Hint: Velocity is the derivative of displacement with respect to time , also relation between distance and time where velocity is $\dfrac{d}{{time}}$ , where $d$ is the distance . First we find the derivative of $s$ with respect to time . After that use the given data $t = 2$ second and get the required answer . Differentiation of ${x^n}$ is $\dfrac{d}{{dx}}({x^n}) = n{x^{n - 1}}$ .

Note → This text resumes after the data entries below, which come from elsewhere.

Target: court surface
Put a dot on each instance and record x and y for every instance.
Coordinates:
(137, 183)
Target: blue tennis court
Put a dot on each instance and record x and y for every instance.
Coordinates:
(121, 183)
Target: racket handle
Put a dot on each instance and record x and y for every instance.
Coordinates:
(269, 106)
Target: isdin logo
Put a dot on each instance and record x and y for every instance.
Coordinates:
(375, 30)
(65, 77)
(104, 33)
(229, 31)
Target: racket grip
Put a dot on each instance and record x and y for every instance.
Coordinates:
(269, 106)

Complete step by step answer:
From the given data $s = 80t - 16{t^2}$
Now differentiating both sides of above equation and we get
$\dfrac{{ds}}{{dt}} = \dfrac{d}{{dt}}\left( {80t - 16{t^2}} \right)$
$ = 80 - 32t$
From the given data we do not know about the velocity we find this , so let $v$ be the velocity .

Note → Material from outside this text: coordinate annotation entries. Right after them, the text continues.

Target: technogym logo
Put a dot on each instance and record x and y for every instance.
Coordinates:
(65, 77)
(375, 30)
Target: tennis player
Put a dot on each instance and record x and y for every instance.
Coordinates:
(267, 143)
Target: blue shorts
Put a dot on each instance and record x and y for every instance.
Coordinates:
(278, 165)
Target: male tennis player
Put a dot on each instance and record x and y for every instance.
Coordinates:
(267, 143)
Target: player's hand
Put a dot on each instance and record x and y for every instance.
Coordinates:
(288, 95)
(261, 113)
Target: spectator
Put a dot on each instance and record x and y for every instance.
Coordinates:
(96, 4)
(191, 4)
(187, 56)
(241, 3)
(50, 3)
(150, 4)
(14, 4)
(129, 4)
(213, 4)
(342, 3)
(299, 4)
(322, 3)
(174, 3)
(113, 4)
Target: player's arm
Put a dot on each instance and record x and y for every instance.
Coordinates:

Therefore $v = \dfrac{{ds}}{{dt}}$
Put the value of $\dfrac{{ds}}{{dt}} = 80 - 32t$ in the above equation and we get
$ \Rightarrow v = 80 - 32t$
Now put the value of $t = 2$ in above equation , we get
$ \Rightarrow v = 80 - 32 \times 2$
$ \Rightarrow v = 80 - 64$
$ \Rightarrow v = 16$
Therefore the required velocity is $16m.{\sec ^{ - 1}}$. So, Option (B) is correct.

Note:
Differentiating is a process of finding the derivative or rate of changes of a function . We know the unit of velocity that is $m.{\sec ^{ - 1}}$ . If we forget this, we establish time by using the formula of velocity. The formula of unit velocity is $\dfrac{{unit\;of\;distance}}{{unit\;of\;time}}$. We know the unit of distance is metre and unit of time is second . Therefore the unit of velocity is $m.{\sec ^{ - 1}}$.